The original motivation for these rules is that given this:

trait C {
  type Elem <: AnyRef
}
trait D extends C {
  type Elem = String
}

In dotty we currently have:

String <:< D#Elem
D#Elem <:< C#Elem

but we don't have:

String <:< C#Elem

but this is incoherent if we assume transitivity as we do in DOT. With my scheme we have:

C#Elem =:= AnyRef
D#Elem =:= String

so we don't have any issue with transitivity. In this scheme, the intuitive interpretation of C#Elem is "The set of all types that can be passed as a parameter to a method accepting a parameter Elem in all possible subclasses of C".

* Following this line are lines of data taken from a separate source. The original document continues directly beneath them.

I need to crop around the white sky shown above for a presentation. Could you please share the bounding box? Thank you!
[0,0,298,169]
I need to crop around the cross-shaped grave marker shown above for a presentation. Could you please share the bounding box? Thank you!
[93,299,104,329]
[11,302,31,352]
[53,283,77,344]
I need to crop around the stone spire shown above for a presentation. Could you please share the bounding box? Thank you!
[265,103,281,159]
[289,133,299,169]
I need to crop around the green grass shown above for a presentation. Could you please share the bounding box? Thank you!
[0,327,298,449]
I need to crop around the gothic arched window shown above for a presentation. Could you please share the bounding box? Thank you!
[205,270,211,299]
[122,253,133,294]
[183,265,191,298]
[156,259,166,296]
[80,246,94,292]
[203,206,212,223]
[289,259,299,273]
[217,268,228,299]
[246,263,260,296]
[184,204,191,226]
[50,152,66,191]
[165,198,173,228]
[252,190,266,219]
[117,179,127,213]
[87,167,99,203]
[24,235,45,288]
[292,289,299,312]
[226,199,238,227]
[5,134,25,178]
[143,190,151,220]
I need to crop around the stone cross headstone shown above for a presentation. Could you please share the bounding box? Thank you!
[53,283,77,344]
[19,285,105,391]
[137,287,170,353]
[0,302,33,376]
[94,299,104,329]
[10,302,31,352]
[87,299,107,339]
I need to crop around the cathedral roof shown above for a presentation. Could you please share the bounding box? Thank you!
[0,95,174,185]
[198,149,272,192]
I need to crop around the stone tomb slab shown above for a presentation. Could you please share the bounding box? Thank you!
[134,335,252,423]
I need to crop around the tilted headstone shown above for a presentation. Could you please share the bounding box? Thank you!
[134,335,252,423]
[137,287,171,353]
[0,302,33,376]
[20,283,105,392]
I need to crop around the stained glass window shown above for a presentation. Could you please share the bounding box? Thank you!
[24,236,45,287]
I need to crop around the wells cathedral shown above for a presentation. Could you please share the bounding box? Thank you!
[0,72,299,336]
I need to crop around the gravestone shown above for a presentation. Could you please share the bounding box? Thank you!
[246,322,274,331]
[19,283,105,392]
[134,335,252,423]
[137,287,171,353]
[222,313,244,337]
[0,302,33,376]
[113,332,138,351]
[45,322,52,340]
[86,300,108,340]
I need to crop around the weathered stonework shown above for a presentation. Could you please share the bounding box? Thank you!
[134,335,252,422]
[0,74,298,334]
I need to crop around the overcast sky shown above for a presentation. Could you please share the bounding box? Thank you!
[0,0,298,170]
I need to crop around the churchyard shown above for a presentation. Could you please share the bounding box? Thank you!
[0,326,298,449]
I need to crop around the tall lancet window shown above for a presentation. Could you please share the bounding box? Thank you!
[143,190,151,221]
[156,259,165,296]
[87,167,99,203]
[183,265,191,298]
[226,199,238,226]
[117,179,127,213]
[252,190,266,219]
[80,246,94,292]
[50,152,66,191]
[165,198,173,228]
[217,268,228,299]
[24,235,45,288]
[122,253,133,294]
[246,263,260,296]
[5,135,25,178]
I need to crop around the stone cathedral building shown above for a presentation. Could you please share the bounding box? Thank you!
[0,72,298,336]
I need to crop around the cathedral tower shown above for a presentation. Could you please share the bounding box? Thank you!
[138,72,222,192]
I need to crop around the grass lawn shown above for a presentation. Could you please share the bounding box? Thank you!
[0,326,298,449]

The secondary motivation for this scheme is that it simplifies the implementation of type-lambdas in Dotty, from https://gist.github.com/odersky/92a0c9bcbdb8ff39c93d :

 1. `$Apply` refinements are covariant. If `T <: U` then

        S { type $Apply = T }  <:  S { type $Apply = U }

    This subtyping relationship does not hold for ordinary type refinements.
    It would hold for upper bound refinements, of course. But we cannot
    model `$Apply` refinements as upper bound refinements because that would
    lose beta reduction.

$Apply is a covariant type alias, I believe that this is unsound, though I haven't been able to prove it, but with my scheme we could simply write:

S { type $Apply <: U }

and beta-reduction still works.

I explored a system that included these subtyping rules in http://adriaanm.github.io/files/scalina-final.pdf (See Fig 8: ST_ABS_UPPER, ST_ABS_LOWER). It also tracked variance for type members through their kinds. I know this does not coincide with the DOT vision, but couldn't resist commenting from the peanut gallery :-)

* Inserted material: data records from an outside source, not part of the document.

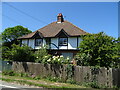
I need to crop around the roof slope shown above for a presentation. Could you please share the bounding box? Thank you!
[18,21,87,39]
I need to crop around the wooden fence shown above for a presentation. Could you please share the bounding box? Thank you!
[1,61,12,72]
[12,62,120,88]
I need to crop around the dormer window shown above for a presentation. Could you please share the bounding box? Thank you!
[35,39,43,46]
[59,38,68,46]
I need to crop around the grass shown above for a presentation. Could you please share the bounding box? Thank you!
[1,73,86,88]
[0,78,68,88]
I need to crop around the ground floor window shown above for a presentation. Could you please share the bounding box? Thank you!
[62,53,73,59]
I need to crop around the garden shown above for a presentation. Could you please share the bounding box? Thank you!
[1,25,120,89]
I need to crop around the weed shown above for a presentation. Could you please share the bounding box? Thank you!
[2,70,15,76]
[33,76,41,80]
[18,72,29,77]
[82,81,100,89]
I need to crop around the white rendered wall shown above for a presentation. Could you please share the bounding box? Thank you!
[22,39,46,49]
[59,46,67,49]
[28,39,34,48]
[68,37,77,49]
[50,37,81,50]
[21,37,82,50]
[78,37,82,46]
[51,38,58,49]
[22,39,28,45]
[43,39,46,46]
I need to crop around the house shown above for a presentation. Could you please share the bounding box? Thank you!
[18,13,88,58]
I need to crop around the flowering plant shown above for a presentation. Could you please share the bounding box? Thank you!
[46,55,70,64]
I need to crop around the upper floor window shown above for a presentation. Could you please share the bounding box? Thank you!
[59,38,68,46]
[35,39,42,46]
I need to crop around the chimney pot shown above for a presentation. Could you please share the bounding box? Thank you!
[57,13,64,23]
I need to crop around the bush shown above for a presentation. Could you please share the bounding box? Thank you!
[35,46,71,64]
[6,44,36,62]
[75,32,119,68]
[35,46,50,63]
[2,46,11,61]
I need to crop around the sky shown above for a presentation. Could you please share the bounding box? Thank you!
[2,2,118,38]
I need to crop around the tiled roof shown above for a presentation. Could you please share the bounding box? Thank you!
[18,20,88,39]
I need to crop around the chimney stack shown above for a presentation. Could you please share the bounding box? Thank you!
[57,13,64,23]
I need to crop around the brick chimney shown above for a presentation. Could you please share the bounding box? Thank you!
[57,13,64,23]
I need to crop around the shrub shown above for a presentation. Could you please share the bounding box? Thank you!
[6,44,35,62]
[75,32,119,68]
[35,46,50,63]
[35,46,71,64]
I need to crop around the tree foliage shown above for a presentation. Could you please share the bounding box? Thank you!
[2,26,32,61]
[75,32,119,68]
[4,44,35,62]
[2,25,32,47]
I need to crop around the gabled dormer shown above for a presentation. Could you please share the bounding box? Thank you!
[30,31,43,47]
[31,31,43,39]
[55,29,69,46]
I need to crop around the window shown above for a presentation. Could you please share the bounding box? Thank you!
[59,38,68,46]
[46,38,51,45]
[35,39,42,46]
[62,53,73,59]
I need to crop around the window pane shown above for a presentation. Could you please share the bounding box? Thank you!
[35,39,42,46]
[59,38,67,46]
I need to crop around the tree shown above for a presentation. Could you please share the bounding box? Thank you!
[2,25,32,47]
[75,32,118,68]
[114,37,120,67]
[5,44,35,62]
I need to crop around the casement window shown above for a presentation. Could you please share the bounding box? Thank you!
[59,38,68,46]
[35,39,43,46]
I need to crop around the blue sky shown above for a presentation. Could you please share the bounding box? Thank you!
[2,2,118,38]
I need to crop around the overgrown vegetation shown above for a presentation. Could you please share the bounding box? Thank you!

I explored a system that included these subtyping rules

Hi @adriaanm! I'll be sure to take a closer look at Scalina, however the rules you describe seem different from what I propose: in my system, T#L is both a subtype and a supertype of the upper bound of the abstract type L, I believe that this simplify the type system, and has no significant impact on practical uses of type projections.

@smarter -- in your proposal, how would you prevent the compiler from accepting id1 implemented as the identity function:

object hk extends App {
  def id1[M1[_], M2[_]](x: M1[Any]): M2[Any] = ??? // x
  type M1[T] = Any
  type M2[T] = Nothing
  def id2(x: Any): Nothing = id1[M1,M2](x)
}

It seems to me that we need to use the lower bound of M2[Any] (Nothing) to prevent casting from an arbitrary M1[Any] to M2[Any] or am I missing something?